И тут я поймал кураж и начал рассказывать о том, насколько выросла урожайность, какие виды консервов производят в наших деревнях, что вокруг Питера и Москвы все крупные птичники построены членами Союза птицеводства, как артели продают лен напрямую в Англию, а масло в Европу, как мы повышаем степень передела сырья и строим новые заводики и мастерские, и что нам мешает в полную силу развернуться запрет на организацию общероссийского союза кооператоров. И все время порывался достать из сумки папки со сводками. Рассказал и про политику сотрудничества, что с нами даже те, кто не входят в артели, зарабатывают больше.

— Полагаете, поголовное объединение крестьян в артели может решить аграрную проблему?

— Измельчение уделов и невысокую продуктивность — да, а вот вторую часть проблемы нет.

— Что вы разумеете под второй частью? — даже остановился Столыпин.

— В среде крестьянства, причем всего, а не только артельного, живет глубоко укорененное непризнание права собственности помещиков на землю.

— Но в этих видах изданы были законы о предоставлении крестьянам земель государственных! На тот же предмет, для обеспечения крестьянского благосостояния, Государь повелел передать земли удельные и кабинетские.

Да, честно говоря, я был удивлен, на сколь большие жертвы пошло самодержавие — одна только отмена выкупных платежей вынимала из государственного кармана порядка 100 миллионов рублей ежегодно (расходовались они, правда, без толку — на выплаты помещикам, причем на десятилетия вперед). Ну и выделение части личных царских земель для обеспечения реформы. И громадный объем работ и расходов по землеустройству. Приперло, иначе не скажешь.

— К тому же, на правительстве, решившем не допускать даже попыток крестьянских насилий и беспорядков, лежало нравственное обязательство указать крестьянам законный выход в их нужде.
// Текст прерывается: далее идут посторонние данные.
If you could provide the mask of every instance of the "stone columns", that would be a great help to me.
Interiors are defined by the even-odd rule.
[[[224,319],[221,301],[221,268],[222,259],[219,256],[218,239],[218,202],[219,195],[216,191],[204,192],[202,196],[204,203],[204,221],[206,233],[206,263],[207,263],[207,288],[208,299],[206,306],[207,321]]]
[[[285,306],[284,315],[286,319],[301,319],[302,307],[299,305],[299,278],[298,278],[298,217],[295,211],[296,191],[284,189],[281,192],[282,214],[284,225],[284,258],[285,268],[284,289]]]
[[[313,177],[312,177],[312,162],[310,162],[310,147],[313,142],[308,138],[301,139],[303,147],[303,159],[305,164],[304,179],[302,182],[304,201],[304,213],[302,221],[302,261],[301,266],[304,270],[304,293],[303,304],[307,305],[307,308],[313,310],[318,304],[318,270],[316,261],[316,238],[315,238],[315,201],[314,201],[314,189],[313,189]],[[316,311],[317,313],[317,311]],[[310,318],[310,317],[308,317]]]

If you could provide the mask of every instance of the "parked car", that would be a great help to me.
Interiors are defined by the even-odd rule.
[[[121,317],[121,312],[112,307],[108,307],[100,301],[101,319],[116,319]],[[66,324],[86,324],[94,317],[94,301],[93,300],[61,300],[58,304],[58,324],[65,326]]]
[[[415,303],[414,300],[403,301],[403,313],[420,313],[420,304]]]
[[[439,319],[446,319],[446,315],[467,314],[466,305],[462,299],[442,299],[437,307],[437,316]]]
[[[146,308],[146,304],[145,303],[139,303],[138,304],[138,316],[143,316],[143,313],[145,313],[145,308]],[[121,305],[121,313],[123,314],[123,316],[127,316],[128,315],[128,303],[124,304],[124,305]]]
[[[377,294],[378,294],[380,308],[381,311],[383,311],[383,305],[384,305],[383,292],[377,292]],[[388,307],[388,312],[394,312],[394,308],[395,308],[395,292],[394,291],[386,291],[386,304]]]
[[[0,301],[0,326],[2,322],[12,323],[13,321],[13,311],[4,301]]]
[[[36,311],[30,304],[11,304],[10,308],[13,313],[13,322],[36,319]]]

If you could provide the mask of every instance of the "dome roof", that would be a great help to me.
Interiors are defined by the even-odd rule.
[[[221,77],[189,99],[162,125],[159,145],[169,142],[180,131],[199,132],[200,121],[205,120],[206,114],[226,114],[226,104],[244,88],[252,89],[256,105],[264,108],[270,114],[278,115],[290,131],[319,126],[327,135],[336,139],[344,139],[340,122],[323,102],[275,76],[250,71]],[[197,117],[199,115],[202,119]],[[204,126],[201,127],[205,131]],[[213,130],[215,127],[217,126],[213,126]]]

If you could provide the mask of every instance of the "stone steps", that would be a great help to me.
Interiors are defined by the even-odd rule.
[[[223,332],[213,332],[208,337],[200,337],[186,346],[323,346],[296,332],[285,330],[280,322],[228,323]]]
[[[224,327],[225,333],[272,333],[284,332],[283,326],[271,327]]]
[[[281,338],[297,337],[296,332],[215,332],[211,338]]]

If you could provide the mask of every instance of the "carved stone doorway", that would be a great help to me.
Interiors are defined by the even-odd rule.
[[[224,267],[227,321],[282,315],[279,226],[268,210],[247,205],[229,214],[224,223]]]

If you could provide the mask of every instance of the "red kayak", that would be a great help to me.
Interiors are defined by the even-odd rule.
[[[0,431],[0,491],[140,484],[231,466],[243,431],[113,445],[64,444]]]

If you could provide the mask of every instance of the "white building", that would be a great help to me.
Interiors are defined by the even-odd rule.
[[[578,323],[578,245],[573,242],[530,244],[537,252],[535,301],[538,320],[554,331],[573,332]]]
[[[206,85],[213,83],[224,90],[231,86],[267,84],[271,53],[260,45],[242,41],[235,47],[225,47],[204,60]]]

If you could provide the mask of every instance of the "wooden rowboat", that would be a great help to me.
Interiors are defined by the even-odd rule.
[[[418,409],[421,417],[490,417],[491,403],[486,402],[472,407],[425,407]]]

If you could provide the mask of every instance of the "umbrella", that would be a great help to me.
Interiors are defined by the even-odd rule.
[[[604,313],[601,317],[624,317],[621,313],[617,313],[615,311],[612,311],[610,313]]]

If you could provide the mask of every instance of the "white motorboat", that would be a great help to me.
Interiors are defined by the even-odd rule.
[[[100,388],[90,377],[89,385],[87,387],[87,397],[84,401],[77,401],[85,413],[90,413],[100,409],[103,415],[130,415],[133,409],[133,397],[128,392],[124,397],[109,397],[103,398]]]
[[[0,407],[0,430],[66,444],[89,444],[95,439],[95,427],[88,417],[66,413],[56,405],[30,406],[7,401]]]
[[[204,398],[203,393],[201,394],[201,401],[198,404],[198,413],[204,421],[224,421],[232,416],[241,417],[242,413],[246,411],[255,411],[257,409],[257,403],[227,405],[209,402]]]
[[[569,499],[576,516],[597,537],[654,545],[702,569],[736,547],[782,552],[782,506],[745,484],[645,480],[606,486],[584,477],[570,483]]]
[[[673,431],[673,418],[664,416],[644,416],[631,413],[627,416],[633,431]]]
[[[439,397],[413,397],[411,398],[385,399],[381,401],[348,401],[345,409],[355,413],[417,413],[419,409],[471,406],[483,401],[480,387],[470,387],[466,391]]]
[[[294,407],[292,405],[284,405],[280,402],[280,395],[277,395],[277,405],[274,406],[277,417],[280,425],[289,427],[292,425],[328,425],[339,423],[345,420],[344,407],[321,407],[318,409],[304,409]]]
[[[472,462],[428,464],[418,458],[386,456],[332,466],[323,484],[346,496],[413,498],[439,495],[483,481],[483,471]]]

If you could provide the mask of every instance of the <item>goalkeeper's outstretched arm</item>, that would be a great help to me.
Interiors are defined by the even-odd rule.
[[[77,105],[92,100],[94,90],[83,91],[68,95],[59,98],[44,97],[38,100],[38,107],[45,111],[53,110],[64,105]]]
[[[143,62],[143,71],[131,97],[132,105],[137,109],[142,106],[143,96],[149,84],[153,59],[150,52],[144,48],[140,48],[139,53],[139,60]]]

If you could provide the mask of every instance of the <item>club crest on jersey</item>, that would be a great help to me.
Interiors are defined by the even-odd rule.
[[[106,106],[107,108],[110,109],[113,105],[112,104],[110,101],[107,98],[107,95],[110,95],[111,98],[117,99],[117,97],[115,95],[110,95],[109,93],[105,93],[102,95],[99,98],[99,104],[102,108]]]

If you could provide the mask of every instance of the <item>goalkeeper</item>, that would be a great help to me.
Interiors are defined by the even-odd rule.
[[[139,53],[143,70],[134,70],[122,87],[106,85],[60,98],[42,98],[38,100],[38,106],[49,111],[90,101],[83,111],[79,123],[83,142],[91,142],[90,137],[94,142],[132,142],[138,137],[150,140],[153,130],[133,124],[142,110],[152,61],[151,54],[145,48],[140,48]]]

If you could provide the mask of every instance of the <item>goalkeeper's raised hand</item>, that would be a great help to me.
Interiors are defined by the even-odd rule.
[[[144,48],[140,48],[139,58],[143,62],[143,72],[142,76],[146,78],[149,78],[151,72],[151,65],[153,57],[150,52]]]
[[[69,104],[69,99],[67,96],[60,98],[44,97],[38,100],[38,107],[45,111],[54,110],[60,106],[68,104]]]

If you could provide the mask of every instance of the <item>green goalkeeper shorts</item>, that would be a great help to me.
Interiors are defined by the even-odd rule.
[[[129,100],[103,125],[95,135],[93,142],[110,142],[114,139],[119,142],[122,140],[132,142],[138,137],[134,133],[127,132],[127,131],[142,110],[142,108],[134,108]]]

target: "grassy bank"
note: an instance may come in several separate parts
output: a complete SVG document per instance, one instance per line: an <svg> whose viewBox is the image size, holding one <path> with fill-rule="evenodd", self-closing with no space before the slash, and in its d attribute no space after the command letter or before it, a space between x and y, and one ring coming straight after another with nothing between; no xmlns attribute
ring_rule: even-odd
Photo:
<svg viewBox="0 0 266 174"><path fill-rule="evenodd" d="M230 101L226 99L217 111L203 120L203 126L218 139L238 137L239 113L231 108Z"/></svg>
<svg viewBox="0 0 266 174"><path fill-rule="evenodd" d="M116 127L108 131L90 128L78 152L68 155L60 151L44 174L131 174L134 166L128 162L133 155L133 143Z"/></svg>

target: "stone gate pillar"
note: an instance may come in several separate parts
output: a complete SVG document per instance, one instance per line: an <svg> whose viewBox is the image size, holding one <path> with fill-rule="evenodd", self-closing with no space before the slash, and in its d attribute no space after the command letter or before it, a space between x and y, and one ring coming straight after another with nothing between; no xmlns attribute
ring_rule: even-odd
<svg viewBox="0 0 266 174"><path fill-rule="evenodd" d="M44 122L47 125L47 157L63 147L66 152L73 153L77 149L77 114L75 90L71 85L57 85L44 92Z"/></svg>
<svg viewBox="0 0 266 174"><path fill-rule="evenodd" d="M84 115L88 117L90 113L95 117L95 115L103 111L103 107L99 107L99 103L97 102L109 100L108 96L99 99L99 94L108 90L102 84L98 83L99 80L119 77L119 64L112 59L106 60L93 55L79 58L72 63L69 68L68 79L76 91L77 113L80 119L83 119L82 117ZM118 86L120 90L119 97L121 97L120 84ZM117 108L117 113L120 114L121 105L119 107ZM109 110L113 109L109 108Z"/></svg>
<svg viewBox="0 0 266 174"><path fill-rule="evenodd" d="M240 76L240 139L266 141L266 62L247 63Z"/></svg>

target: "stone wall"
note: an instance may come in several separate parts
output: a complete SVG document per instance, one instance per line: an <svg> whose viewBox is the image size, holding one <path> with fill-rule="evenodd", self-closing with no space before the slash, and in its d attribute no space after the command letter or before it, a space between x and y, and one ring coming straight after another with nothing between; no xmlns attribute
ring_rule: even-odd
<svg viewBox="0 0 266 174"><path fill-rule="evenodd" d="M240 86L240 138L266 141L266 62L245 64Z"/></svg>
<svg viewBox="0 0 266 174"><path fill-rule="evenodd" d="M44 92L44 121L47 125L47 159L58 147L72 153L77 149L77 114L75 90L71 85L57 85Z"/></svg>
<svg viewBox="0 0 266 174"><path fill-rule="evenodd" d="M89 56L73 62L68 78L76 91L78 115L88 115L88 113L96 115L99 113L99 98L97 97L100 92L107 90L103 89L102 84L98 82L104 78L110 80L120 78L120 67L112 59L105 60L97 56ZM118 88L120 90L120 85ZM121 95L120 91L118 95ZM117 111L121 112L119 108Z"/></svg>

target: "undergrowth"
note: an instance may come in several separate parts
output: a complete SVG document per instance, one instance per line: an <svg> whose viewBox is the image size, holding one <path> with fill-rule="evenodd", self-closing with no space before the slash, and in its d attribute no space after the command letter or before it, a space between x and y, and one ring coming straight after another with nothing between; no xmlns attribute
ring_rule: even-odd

— Так артели заняты тем же самым! Почему же правительство не дает нам развиваться?

— Вы имеете в виду Центросоюз? И как вы намерены его создавать?
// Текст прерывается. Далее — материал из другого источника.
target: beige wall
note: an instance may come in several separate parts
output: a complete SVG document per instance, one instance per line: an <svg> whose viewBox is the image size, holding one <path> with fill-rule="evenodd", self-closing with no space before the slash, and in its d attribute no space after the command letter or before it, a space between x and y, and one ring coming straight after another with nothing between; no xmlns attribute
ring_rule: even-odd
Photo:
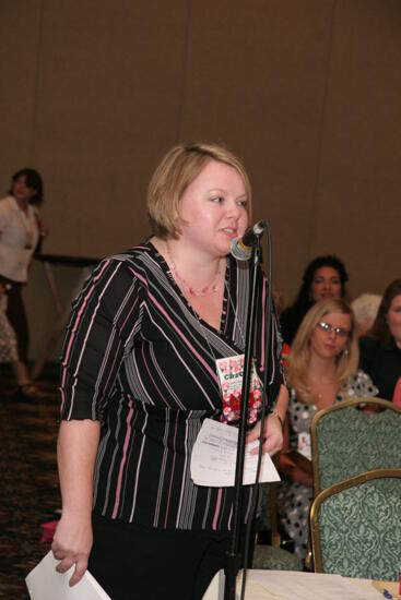
<svg viewBox="0 0 401 600"><path fill-rule="evenodd" d="M40 170L46 252L142 240L153 168L200 139L244 158L287 302L319 253L344 260L351 296L401 276L399 0L15 0L0 40L0 189ZM55 311L31 275L37 356ZM66 298L78 273L56 276Z"/></svg>

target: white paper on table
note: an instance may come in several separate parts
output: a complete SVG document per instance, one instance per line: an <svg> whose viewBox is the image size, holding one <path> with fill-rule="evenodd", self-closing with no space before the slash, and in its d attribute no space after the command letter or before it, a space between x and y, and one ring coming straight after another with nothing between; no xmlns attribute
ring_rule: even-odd
<svg viewBox="0 0 401 600"><path fill-rule="evenodd" d="M197 485L229 488L235 481L238 430L212 419L205 419L192 448L191 478ZM249 451L259 441L246 445L244 485L255 483L258 455ZM280 481L279 473L268 454L263 454L259 482Z"/></svg>
<svg viewBox="0 0 401 600"><path fill-rule="evenodd" d="M89 571L75 586L68 585L74 566L67 573L57 573L60 563L48 552L26 576L26 587L32 600L111 600Z"/></svg>
<svg viewBox="0 0 401 600"><path fill-rule="evenodd" d="M369 581L341 575L258 569L247 573L246 598L249 600L378 600L380 596Z"/></svg>

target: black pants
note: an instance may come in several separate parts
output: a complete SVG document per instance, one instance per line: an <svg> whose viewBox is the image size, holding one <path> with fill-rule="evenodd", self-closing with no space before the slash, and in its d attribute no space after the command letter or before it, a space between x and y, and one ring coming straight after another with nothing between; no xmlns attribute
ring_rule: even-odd
<svg viewBox="0 0 401 600"><path fill-rule="evenodd" d="M229 532L169 531L93 517L89 571L111 600L200 600L226 564Z"/></svg>
<svg viewBox="0 0 401 600"><path fill-rule="evenodd" d="M22 360L22 362L27 362L30 333L25 305L22 299L22 287L24 284L12 281L3 275L0 275L0 281L5 287L5 293L8 296L9 305L5 314L15 333L19 359Z"/></svg>

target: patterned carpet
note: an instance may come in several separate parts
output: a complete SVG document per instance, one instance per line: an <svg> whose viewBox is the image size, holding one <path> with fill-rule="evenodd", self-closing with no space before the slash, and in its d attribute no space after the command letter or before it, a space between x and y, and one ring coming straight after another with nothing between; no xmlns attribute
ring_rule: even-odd
<svg viewBox="0 0 401 600"><path fill-rule="evenodd" d="M40 524L61 506L56 464L57 376L37 382L40 399L21 400L0 371L0 599L28 598L25 576L49 550Z"/></svg>

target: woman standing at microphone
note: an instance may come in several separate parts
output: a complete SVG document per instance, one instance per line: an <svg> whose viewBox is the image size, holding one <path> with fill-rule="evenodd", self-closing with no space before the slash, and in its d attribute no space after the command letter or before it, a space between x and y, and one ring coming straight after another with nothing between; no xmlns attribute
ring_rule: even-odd
<svg viewBox="0 0 401 600"><path fill-rule="evenodd" d="M229 549L234 488L196 485L203 420L224 421L216 361L244 353L249 265L229 255L250 216L239 160L216 145L174 147L149 187L153 236L101 263L64 343L58 460L58 571L89 568L113 600L201 598ZM268 283L261 278L261 308ZM263 320L255 363L262 380ZM287 393L272 316L263 452L282 445ZM229 411L228 411L229 412ZM255 423L248 441L259 439ZM253 487L246 487L244 523ZM132 591L133 590L133 591Z"/></svg>

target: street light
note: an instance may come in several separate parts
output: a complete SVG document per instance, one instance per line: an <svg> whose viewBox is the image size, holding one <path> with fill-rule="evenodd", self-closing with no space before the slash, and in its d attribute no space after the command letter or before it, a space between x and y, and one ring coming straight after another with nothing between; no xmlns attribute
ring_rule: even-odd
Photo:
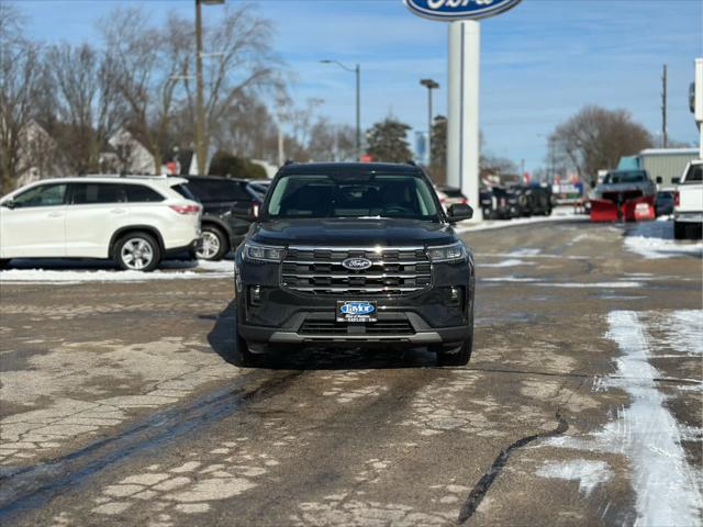
<svg viewBox="0 0 703 527"><path fill-rule="evenodd" d="M338 60L325 58L320 60L321 64L336 64L342 69L356 75L356 157L361 160L361 67L357 64L356 68L349 68Z"/></svg>
<svg viewBox="0 0 703 527"><path fill-rule="evenodd" d="M432 79L422 79L422 86L427 88L427 166L432 166L432 90L439 88L439 83Z"/></svg>
<svg viewBox="0 0 703 527"><path fill-rule="evenodd" d="M205 110L203 108L202 86L202 13L201 4L217 5L224 0L196 0L196 156L198 158L198 175L205 175Z"/></svg>

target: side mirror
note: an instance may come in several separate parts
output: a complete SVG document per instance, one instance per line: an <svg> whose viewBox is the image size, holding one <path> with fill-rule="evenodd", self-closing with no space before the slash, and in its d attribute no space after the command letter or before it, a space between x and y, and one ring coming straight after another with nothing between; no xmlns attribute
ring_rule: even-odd
<svg viewBox="0 0 703 527"><path fill-rule="evenodd" d="M473 217L473 209L470 205L464 203L455 203L449 206L447 211L450 223L462 222L464 220L471 220Z"/></svg>

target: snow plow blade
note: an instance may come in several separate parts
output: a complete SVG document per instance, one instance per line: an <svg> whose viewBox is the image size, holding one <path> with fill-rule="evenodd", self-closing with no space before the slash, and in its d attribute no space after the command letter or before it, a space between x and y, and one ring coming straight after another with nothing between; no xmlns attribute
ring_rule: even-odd
<svg viewBox="0 0 703 527"><path fill-rule="evenodd" d="M651 195L627 200L621 206L610 200L591 200L591 222L644 222L655 218Z"/></svg>
<svg viewBox="0 0 703 527"><path fill-rule="evenodd" d="M616 222L618 218L617 204L607 200L591 200L591 222Z"/></svg>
— Законным порядком, — развел я руками, — съезд, выборы, утверждение устава. Всероссийское объединение сможет создавать крупные предприятия, на коих могу работать не унаследовавшие землю крестьяне. Даже в 1905 году нам стоили больших трудов удерживать артельных от разгрома барских усадеб, а ныне с каждым годом в деревне все больше безземельных молодых крестьян.

Тем временем мы дошли почти до стрелки Малой Невки, впереди, за территорией Императорского института экспериментальной медицины, где трудился академик Павлов, замаячили корпуса нашего радиозавода.

— Петр Аркадьевич, не желаете на производство радиостанций взглянуть?

Столыпин выудил карманные часы, взглянул на них и отказался. Но подсластил пилюлю, даже, скорее, сахаром засыпал:

— Когда вы сможете предоставить доклад по созданию Центросоюза?

— Папка у меня с собой.

— Как вернемся, передайте секретарю.

Вот свезло, так свезло, и всю обратную дорогу я заливал в высокопоставленные уши про еще один большой проект — коли уж поперло, то грех было упустить такой шанс.

Москву регулярно затапливало, река заливала Замоскворечье, низинные участки в Дорогомилове, Хамовниках и так далее. Побороть это можно было известным способом — построить в верховьях водохранилище и регулировать сток, но беда в том, что под воду при этом уходила заметная часть артельных угодий в Можайском уезде. Жилищное общество аккумулировало вокруг несколько больших владений (мы меняли неприбыльные поместья на квартиры в наших домах), кооператоры прикинули экономику, и Саша Кузнецов составил проект. В него вошли наши наработки, рекомендации ученых Петровской академии и советы кузякинских мужиков, из того самого, затеянного еще двенадцать лет тому назад первого колхоза.